Po 225 pieczołowitego relacjonowania swojego romansu na łamach mediów społecznościowych Blanka Lipińska i Aleksander Milwiw-Baron podjęli decyzję o rozstaniu. Autorka pornograficznych powieści poinformowała o tym świat w oświadczeniu, które wydała za pośrednictwem Gali, licząc na to, że dziennikarze nie będą chcieli dłużej węszyć wokół uczucia, które do niedawna łączyło ją z muzykiem zespołu Afromental.
Zobacz: TYLKO NA PUDELKU: Blanka Lipińska miała lecieć do Egiptu z Baronem. "DO KOŃCA NA NIEGO CZEKAŁA"
Każdy z byłych partnerów ma teraz zdecydowanie więcej wolnego czasu, w którym może skupić się na sobie. W przypadku Blanki Lipińskiej i Barona szczególnie ciekawe jest, jak bardzo różnią się od siebie metody leczenia złamanego serca, które podjęli.

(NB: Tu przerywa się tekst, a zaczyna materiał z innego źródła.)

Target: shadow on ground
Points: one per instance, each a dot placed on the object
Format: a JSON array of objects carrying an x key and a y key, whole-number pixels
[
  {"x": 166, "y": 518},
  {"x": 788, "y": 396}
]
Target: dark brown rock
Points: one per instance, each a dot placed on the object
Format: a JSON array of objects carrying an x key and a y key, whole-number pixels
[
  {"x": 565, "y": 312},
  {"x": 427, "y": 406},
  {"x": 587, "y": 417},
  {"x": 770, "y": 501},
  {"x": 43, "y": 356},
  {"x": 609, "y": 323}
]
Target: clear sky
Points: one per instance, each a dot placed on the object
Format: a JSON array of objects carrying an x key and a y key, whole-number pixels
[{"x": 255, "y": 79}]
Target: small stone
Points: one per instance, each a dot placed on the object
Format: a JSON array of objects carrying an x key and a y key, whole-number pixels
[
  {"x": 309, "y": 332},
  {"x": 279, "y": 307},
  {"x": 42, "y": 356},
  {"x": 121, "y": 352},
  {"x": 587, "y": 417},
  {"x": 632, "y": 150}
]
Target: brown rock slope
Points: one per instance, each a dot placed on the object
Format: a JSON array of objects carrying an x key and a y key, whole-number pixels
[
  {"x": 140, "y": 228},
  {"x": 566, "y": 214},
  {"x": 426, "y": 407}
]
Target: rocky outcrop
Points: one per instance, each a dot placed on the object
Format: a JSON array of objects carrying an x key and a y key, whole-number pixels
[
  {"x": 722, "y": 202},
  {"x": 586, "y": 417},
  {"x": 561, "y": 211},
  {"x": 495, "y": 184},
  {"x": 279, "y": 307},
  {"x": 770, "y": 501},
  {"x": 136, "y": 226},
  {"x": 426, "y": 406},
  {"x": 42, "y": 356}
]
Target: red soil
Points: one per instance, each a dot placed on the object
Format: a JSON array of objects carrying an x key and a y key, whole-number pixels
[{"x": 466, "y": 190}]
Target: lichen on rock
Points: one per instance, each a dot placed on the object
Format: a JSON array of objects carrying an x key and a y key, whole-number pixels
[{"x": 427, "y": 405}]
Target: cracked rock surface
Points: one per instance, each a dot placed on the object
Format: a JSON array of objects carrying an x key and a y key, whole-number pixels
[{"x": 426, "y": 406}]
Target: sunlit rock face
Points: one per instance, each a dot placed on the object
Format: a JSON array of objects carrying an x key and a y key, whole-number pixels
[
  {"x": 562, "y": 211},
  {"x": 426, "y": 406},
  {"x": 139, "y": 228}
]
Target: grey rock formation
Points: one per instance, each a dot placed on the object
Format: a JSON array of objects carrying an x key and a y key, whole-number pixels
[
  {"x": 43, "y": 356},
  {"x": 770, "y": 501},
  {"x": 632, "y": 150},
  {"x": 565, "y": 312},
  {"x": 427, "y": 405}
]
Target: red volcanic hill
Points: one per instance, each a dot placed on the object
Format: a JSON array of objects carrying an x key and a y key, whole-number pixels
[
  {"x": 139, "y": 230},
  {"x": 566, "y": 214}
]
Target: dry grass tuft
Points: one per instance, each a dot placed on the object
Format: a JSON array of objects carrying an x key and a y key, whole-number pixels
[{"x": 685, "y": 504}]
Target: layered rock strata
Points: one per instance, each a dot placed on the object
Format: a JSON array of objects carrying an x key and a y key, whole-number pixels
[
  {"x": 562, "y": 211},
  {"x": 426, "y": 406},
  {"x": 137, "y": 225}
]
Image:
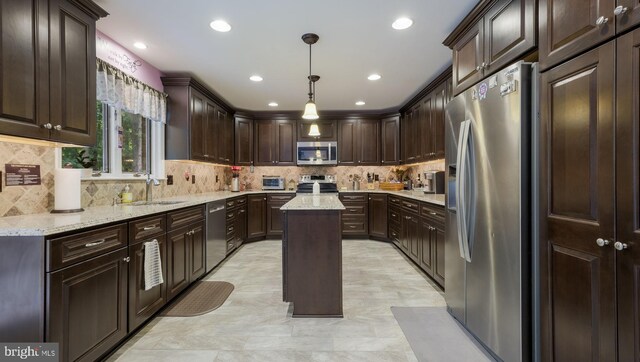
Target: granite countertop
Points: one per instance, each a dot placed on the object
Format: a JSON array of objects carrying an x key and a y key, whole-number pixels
[
  {"x": 314, "y": 202},
  {"x": 48, "y": 224}
]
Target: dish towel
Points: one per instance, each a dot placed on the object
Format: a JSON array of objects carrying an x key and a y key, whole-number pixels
[{"x": 152, "y": 265}]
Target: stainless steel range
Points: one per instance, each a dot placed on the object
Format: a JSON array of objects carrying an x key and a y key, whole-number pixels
[{"x": 327, "y": 184}]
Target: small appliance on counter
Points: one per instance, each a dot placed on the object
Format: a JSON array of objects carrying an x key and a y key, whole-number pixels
[
  {"x": 434, "y": 182},
  {"x": 273, "y": 183},
  {"x": 327, "y": 184}
]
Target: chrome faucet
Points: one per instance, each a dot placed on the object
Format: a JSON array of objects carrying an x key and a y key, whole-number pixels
[{"x": 149, "y": 190}]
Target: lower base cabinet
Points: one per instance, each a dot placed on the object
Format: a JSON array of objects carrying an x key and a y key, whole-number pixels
[{"x": 87, "y": 312}]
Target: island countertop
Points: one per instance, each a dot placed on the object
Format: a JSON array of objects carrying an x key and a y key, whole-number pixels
[{"x": 314, "y": 202}]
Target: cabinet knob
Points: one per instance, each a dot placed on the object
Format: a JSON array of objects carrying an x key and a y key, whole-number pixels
[
  {"x": 620, "y": 10},
  {"x": 620, "y": 246}
]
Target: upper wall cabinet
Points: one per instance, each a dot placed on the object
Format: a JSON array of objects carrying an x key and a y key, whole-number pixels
[
  {"x": 569, "y": 27},
  {"x": 493, "y": 35},
  {"x": 48, "y": 69},
  {"x": 199, "y": 126},
  {"x": 328, "y": 130}
]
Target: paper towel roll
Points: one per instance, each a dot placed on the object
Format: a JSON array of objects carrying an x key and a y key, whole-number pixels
[{"x": 67, "y": 190}]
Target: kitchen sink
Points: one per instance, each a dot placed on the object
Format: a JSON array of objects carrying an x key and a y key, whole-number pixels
[{"x": 147, "y": 203}]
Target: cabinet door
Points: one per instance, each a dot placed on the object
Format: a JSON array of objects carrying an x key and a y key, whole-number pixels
[
  {"x": 211, "y": 132},
  {"x": 87, "y": 306},
  {"x": 347, "y": 154},
  {"x": 437, "y": 120},
  {"x": 468, "y": 58},
  {"x": 198, "y": 126},
  {"x": 567, "y": 27},
  {"x": 286, "y": 143},
  {"x": 24, "y": 105},
  {"x": 631, "y": 16},
  {"x": 509, "y": 31},
  {"x": 627, "y": 198},
  {"x": 197, "y": 257},
  {"x": 378, "y": 215},
  {"x": 145, "y": 303},
  {"x": 256, "y": 216},
  {"x": 369, "y": 142},
  {"x": 437, "y": 253},
  {"x": 328, "y": 130},
  {"x": 265, "y": 138},
  {"x": 244, "y": 141},
  {"x": 390, "y": 141},
  {"x": 72, "y": 73},
  {"x": 178, "y": 271},
  {"x": 577, "y": 285}
]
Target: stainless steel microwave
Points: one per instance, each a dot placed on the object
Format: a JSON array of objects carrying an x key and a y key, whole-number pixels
[{"x": 318, "y": 153}]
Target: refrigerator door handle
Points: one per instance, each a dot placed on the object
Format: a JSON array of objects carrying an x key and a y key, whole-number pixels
[{"x": 460, "y": 188}]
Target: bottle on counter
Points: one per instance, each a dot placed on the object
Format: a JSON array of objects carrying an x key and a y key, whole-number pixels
[{"x": 127, "y": 196}]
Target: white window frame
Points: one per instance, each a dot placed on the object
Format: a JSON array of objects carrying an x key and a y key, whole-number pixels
[{"x": 156, "y": 151}]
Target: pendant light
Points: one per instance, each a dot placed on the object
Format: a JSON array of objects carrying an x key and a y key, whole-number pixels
[{"x": 310, "y": 110}]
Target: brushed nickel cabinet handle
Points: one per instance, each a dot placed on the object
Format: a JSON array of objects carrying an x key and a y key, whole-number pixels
[{"x": 88, "y": 245}]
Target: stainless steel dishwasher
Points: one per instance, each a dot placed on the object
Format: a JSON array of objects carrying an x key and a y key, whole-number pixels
[{"x": 216, "y": 232}]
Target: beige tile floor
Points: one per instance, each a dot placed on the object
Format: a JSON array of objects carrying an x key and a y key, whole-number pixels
[{"x": 255, "y": 325}]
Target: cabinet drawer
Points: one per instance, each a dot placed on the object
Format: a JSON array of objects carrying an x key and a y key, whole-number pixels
[
  {"x": 71, "y": 249},
  {"x": 353, "y": 197},
  {"x": 184, "y": 217},
  {"x": 146, "y": 228},
  {"x": 410, "y": 205},
  {"x": 394, "y": 215},
  {"x": 354, "y": 210},
  {"x": 354, "y": 226},
  {"x": 394, "y": 200},
  {"x": 434, "y": 212},
  {"x": 280, "y": 198}
]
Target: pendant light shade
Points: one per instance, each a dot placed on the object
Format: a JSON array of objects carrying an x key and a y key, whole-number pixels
[{"x": 310, "y": 112}]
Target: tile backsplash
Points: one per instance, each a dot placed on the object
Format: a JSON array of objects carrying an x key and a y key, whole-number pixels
[{"x": 24, "y": 200}]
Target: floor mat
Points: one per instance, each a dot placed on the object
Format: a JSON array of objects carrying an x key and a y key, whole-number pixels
[
  {"x": 201, "y": 298},
  {"x": 435, "y": 336}
]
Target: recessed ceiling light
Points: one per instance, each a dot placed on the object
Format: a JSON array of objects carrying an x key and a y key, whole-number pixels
[
  {"x": 402, "y": 23},
  {"x": 220, "y": 25}
]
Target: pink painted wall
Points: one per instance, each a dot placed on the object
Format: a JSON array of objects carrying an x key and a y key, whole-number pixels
[{"x": 115, "y": 54}]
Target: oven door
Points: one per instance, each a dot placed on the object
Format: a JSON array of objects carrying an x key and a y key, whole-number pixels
[{"x": 317, "y": 153}]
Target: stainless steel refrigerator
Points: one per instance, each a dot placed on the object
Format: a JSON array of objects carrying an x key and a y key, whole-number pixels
[{"x": 487, "y": 247}]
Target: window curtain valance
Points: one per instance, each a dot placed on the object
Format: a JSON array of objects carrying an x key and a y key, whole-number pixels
[{"x": 120, "y": 90}]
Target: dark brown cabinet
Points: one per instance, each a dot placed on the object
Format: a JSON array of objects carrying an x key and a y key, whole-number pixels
[
  {"x": 87, "y": 306},
  {"x": 378, "y": 216},
  {"x": 355, "y": 217},
  {"x": 390, "y": 140},
  {"x": 48, "y": 70},
  {"x": 244, "y": 141},
  {"x": 199, "y": 126},
  {"x": 328, "y": 130},
  {"x": 484, "y": 45},
  {"x": 275, "y": 142},
  {"x": 274, "y": 214},
  {"x": 359, "y": 142},
  {"x": 578, "y": 280},
  {"x": 256, "y": 216}
]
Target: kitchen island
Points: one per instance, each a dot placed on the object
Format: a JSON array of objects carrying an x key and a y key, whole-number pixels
[{"x": 312, "y": 255}]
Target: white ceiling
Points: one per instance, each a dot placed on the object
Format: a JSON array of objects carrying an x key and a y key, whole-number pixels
[{"x": 356, "y": 39}]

Jako zapalona mięsożerczyni Blanka musiała powstrzymywać nieco swój apetyt, przebywając w towarzystwie zadeklarowanego roślinożercy, jakim jest przecież Baron. Pisarka zwykła nawet stroić sobie żarty z diety byłego ukochanego
Weganin czy tam wegetarianin, whatever, jeszcze bez glutenu - żartowała sobie przed kilkoma miesiącami, przygotowując dla Barona jarskie śniadanie.
Nie dziwi więc, że jedną z pierwszych rzeczy, które Blanka zaplanowała na po rozstaniu, było spałaszowanie wołowej kofty serwowanej przez jedną z restauracji w Egipcie, gdzie obecnie przebywa na urlopie.
Wreszcie coś, co mogę zjeść. Beef kofta love - podpisała zdjęcie ociekającego tłuszczykiem mięska.
Tymczasem Baron postanowił spożytkować swoją nowo nabytą wolność na przytulanie się do królików i niesienie pomocy zwierzętom ze Schroniska w Nowym Dworze Mazowieckim. Relacją z wizyty w przytułku podzielił się jego kolega z zespołu - Tomek Torres.
Dzisiejsze popołudnie spędziliśmy z Alkiem Baronem w Schronisku w Nowym Dworze Mazowieckim. Wizyta u naszych zwierzęcych przyjaciół klasycznie wiąże się z eksplozją miłości, ale zawsze ułamuje mały skrawek serducha. Ciężko jest ze świadomością, że człowiek potrafi tak zawieść bezwarunkowo kochające zwierzę i zostawić je na pastwę losu... Na szczęście wspaniałych ludzi o wielkich serduchach nie brakuje i właśnie tacy prowadzą to miejsce - czytamy na profilu muzyka.
Myślicie, że stosunek do zwierząt był jedną z przyczyn rozpadu związku Blanki i Barona?